Unfortunately, my horse decided to grab his mouthful from the BOTTOM of the bale. This is like doing the old yanking the tablecloth out from under the dishes trick and not yanking fast enough. The alfalfa bale toppled.

It fell sideways into the bale of oat hay. Alfalfa is heavy. Oat hay is light. It was like the Budweiser Clydesdales falling into the Taco Bell Chihuahua. The oat bale crashed to the ground and the flakes splattered like a bag of ice cubes heaved off the back of a speeding truck onto the highway. Hay slid everywhere.

Picking up the alfalfa flakes was easy. Alfalfa flakes are pressed together harder than particleboard. You’d have better luck disemboweling yourself than getting alfalfa off the flake. Really, you could fire alfalfa flakes out of a cannon, take out a small town, and the flakes would still be perfectly formed when they landed on the other side. They’re nature’s perfect bricks. If the ancient Egyptians had used alfalfa brick instead of bedrock, the Sphinx would still have its nose.

It was easy to put them back into a neat stack – kinda fun, even. It brought back memories of playing with Lego and Lincoln Logs. I suppose I could have built a duck blind or my own version of Burning Man or something useful, but the daylight and my jocularity were fading rapidly.      

Oat hay does not stack well once it has come un-flaked. It has no cohesive properties. Trying to stack oat hay is like trying to stack a pile of those colored plastic drinking straws. Try it some time. Take a big handful of soda straws and try to press them all together into a pile and make them stay put. That’s pretty much what it was like trying to pile the oat hay back up. I’d scoop up an armful, get half of it into the stack and half of it would slide back to the ground. What’s the name of that guy in the Greek myth? You know, the one who was condemned to forever push a boulder up a hill, only to have the rock slip and roll back down every time he neared the summit? It was like that.

After a lot of re-scooping and re-piling interspersed with creating new ways to combine cuss words, I had the oat hay arranged into something that looked almost exactly but not quite entirely unlike a stack. Although it yinged this way and yanged that way, it was arguably upright. But as I bent down to scoop the last bit of hay from the ground, the stack reached some sort of critical mass and collapsed in all directions. Oat hay slid willy nilly, the way skaters would scatter if you tossed a few well-timed bowling balls out at the Ice Capades. It was carnage. The Hindenburg would have been easier to clean up. 

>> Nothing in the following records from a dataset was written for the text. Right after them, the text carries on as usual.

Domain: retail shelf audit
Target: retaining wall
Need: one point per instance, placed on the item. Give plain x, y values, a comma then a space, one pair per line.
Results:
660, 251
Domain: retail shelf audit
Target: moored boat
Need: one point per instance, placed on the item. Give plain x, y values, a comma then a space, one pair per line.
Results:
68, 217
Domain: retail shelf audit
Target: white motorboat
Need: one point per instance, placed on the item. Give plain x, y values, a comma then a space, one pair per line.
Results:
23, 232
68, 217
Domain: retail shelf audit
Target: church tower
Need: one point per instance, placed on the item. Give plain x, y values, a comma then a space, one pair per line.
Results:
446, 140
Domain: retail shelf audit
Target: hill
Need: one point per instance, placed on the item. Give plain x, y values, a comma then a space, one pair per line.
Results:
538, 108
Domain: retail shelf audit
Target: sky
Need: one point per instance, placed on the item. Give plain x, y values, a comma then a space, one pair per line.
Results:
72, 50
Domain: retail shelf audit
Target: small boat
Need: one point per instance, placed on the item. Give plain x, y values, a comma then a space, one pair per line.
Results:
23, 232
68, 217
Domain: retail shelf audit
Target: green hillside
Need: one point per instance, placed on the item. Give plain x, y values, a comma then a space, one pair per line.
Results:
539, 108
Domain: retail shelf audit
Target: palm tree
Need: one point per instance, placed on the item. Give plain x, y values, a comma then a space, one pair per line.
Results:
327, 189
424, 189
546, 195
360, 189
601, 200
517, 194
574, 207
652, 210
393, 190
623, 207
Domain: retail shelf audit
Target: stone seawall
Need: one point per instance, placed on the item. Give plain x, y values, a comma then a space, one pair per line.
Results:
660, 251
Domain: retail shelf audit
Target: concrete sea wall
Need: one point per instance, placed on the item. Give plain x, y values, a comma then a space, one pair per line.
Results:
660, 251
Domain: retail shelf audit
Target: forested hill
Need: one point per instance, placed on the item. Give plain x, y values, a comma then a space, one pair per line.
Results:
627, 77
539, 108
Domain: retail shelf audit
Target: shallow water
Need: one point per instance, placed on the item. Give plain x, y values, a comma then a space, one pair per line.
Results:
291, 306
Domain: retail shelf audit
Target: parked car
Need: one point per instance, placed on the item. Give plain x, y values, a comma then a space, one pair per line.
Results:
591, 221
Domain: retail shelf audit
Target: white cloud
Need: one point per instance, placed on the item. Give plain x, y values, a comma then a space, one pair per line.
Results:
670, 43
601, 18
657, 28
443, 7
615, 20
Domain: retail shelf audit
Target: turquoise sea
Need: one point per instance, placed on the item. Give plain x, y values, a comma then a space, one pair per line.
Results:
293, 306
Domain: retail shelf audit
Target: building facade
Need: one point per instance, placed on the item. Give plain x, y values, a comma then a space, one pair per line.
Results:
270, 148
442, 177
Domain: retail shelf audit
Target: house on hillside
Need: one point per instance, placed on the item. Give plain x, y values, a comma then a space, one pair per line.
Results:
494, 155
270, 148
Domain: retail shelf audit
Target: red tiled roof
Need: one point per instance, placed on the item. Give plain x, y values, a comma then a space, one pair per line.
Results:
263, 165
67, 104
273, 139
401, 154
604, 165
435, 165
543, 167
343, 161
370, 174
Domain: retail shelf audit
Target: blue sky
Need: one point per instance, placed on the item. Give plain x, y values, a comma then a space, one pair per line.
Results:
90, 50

I never did get the hay back into a neat pile. Out of daylight and patience, there was nothing left to do but pull a tarp over the mess and flee the scene of the crime. Tomorrow, people would discover the destruction. They’d blame our Mexican groom Antonio. He’d never be able to summon up enough English to defend himself. I’d be safe. I’d just have to wear long sleeves for a week to hide all the scratches I’d gotten wrestling with the prickly hay.

And next time I took my horse walking behind the barn, I’d be sure to keep the hay bales out of his reach. 

1 comment:

MAGolla said...

Bad,Jody!
Uh, I might be guilty of that a time or two.